For The First Time AI Has Been Used In Job Interviews At UK To Find Best Applicant

AI will indeed be going to replace humans in many different work areas, but that is only one side of the worst situation the other one is that whether we will get remaining jobs or not will also be going to in their hands.

The UK companies for the very first have taken the initiative to use Artificial Intelligence and facial expression technology in the process of job interviews to find the best candidate as per the desired profile.



In this process of hiring candidates using AI, the applicant receives an mail and from that mail, he can give an interview from any place & he gets filmed by phone or laptop while asked a set of job-related questions.

The AI is then used to analyze the response in terms of language, tone & facial expressions of an applicant.




Unilever the consumer goods company is among those companies using AI technology in the hiring process.

The AI technology used by Unilever is capable to analyze language, tone & facial expressions of applicants when they are asked a set of identical job questions which they film on their mobile phone or laptop.

In order to find the best applicants among many the algorithms analyze and understand the applicant’s performances in the videos against about 25,000 pieces of facial and linguistic information compiled from previous interviews of those who have gone on to prove to be good at the job.




There is also another company called HireVue which claims it enables hiring firms to interview more candidates in the initial stage rather than simply relying on the old methods like CVs and that it provides a more reliable and objective indicator of future performance free of human bias.

The company also claims to offers a less biased view of the world, an interesting premise gave the ongoing debate over the introduction of unintentional biases into artificial intelligence learning models.

The AI system centered around 25,000 usable data points. The company’s software is utilized by over 700 companies worldwide, including major giants such as Intel, Honeywell, Singapore Airlines, and Oracle.

HireVue’s Artificial Intelligence-based software works by asking candidates to record answers to interview questions on their phones or laptop. The system then looks at everything from facial cues to the quality of the answer to give a better idea if you’re the perfect fit for the job.

“There are lots of subtle cues we subconsciously make sense of think facial expressions or intonation but these are missed when we zone out,” the company notes on its website.

The HireVue is a Utah-based pre-employment assessment AI platform founded in 2004. It’s worth noting that Unilever experimented with HireVue in its recruitment efforts as early as 2017 in the US.



Hirevue, which last month received a major investment injection from the multi-billion pound Carlyle Group, says it has already used its technology for 100,000 interviews in the UK.

Worldwide it claims to deliver 1 million interviews & more than 150,000 pre-hire assessments every 90 days.

Loren Larsen, Hirevue’s chief technology officer, told The Daily Telegraph that 80 to 90 percent of the predictive assessment was based on the algorithms’ analysis of candidates’ use of language and verbal skills.

“There are 350-ish features that we look at in language: do you use passive or active words? Do you talk about ‘I’ or ‘We.’ What is the word choice or sentence length? In doctors, you might expect a good one to use more technical language,” he said.

“Then we look at the tone of voice. If someone speaks slowly, you are probably not going to stay on the phone to buy something from them. If someone speaks at 400 words a minute, people are not going to understand them. Empathy is a piece of that.”

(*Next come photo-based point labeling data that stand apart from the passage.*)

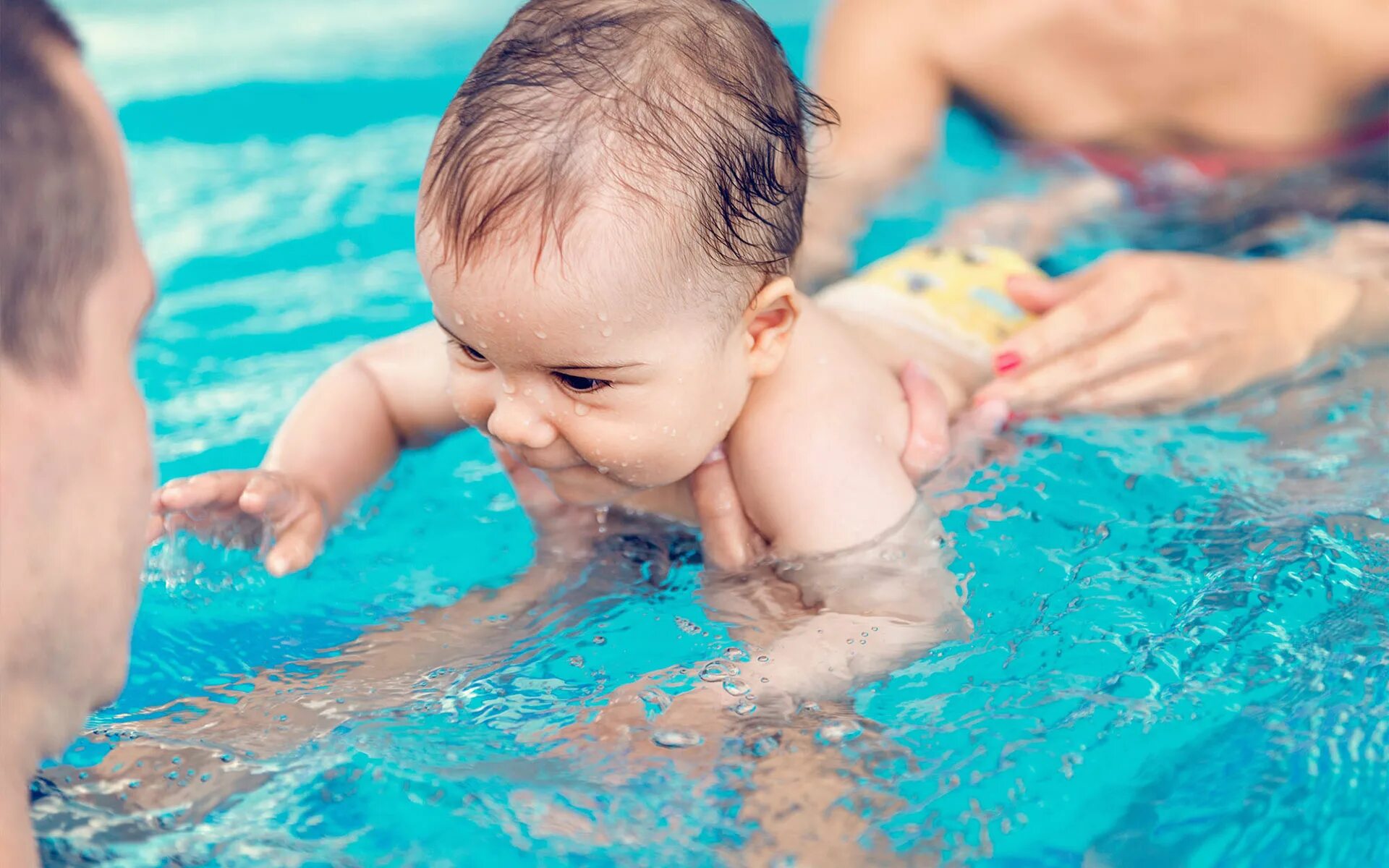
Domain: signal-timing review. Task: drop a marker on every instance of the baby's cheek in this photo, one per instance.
(470, 400)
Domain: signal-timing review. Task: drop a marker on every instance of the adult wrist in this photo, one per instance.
(1357, 261)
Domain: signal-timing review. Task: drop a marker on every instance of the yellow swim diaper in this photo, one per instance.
(957, 297)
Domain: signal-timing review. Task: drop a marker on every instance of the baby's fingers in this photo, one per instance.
(223, 488)
(296, 545)
(731, 542)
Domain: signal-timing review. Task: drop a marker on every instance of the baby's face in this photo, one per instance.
(585, 367)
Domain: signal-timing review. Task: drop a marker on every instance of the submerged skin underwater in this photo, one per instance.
(1181, 624)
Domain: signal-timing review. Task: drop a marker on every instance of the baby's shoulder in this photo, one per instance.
(816, 451)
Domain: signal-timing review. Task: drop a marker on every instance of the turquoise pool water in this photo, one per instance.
(1181, 649)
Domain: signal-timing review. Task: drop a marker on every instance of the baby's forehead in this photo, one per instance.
(608, 261)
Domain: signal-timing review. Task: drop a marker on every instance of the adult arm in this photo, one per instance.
(1164, 331)
(875, 69)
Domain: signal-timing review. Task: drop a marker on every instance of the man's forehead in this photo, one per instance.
(69, 75)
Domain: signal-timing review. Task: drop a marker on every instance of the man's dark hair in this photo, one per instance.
(56, 195)
(687, 104)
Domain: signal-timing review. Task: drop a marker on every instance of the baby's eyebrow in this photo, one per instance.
(448, 331)
(587, 365)
(614, 365)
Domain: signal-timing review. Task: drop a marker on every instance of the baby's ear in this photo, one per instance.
(770, 321)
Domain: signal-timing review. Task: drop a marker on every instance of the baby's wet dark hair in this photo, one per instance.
(688, 106)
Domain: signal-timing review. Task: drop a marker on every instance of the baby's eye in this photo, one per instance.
(581, 383)
(472, 354)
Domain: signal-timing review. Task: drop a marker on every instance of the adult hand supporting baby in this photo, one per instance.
(731, 542)
(1144, 332)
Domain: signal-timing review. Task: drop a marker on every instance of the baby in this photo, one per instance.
(606, 226)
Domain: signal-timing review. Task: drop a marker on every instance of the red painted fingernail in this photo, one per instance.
(1006, 362)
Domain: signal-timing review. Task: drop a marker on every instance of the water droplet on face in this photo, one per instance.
(717, 670)
(676, 738)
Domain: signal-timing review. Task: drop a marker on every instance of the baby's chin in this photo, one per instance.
(587, 486)
(590, 488)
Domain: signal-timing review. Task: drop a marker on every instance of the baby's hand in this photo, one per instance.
(239, 506)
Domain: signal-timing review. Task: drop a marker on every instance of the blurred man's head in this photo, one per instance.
(74, 443)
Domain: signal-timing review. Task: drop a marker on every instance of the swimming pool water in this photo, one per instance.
(1181, 647)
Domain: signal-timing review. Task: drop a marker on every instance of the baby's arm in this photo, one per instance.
(347, 431)
(350, 427)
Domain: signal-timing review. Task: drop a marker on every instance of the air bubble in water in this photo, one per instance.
(676, 738)
(735, 686)
(717, 670)
(656, 699)
(838, 732)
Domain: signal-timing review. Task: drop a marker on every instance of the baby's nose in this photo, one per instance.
(516, 421)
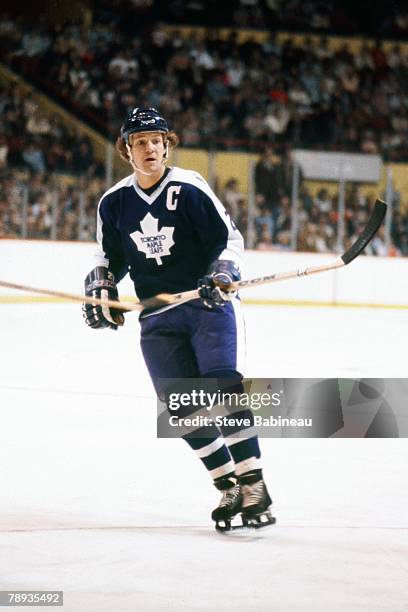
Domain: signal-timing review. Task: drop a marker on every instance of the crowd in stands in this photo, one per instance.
(220, 93)
(29, 138)
(40, 206)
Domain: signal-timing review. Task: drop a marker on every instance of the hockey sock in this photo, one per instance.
(214, 454)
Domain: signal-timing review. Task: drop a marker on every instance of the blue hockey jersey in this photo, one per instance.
(168, 239)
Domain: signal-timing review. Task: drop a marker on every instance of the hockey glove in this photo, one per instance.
(213, 287)
(100, 283)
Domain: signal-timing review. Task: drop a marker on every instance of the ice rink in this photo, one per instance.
(93, 504)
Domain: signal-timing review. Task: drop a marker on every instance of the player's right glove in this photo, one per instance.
(100, 283)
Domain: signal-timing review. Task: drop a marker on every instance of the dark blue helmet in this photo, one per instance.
(143, 120)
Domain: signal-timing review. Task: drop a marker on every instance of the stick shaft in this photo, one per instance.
(72, 297)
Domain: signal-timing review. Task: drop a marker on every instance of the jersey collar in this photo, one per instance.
(149, 199)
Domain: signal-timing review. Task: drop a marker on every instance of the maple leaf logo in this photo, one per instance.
(151, 241)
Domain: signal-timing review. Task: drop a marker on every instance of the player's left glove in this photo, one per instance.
(213, 287)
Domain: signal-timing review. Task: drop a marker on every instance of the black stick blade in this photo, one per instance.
(370, 230)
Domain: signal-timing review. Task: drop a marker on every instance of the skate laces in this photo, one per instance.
(252, 493)
(229, 496)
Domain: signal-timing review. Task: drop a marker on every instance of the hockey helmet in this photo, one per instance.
(142, 119)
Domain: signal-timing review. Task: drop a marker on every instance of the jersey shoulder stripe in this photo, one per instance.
(192, 178)
(128, 181)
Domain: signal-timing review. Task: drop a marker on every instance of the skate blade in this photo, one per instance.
(226, 525)
(242, 523)
(265, 519)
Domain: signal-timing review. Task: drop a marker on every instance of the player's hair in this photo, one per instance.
(170, 139)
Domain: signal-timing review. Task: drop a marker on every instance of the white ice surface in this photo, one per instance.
(92, 503)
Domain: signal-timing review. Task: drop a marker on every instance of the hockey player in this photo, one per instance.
(167, 229)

The company says the technology is different from facial recognition technology.  The algorithm assesses facial expressions like brow furrowing, brow-raising, eye-widening, or closing. Other features include smiling, chin raising and lip tightening, which are all important in sales or other jobs dealing with the public.

“Facial expressions indicate certain emotions, behaviors and personality traits,” said Nathan Mondragon, Hirevue’s chief psychologist.

“We get about 25,000 data points from 15 minutes of video per candidate. The text, the audio, and the video come together to give us a very clear analysis and rich data set of how someone is responding, the emotions and cognitions they go through.”

Candidates are ranked on a scale of one to 100 against the database of traits of previous “successful” candidates, with the process taking days rather than weeks or months, says the company.

It claims one firm had a 15 percent uplift in sales.

“I would much prefer having my first screening with an algorithm that treats me fairly rather than one that depends on how tired the recruiters that day,” said Mr. Larsen.

“This algorithm will be attempting to recognize and measure the extreme complexities of human speech, body language, and expression, which will inevitably have a detrimental effect on unconventional applicants.

“As with many of these systems, unless the algorithm has been trained on an extremely diverse dataset there’s a very high likelihood that it may be biased in some way, resulting in candidates from certain backgrounds being unfairly excluded and discriminated against.”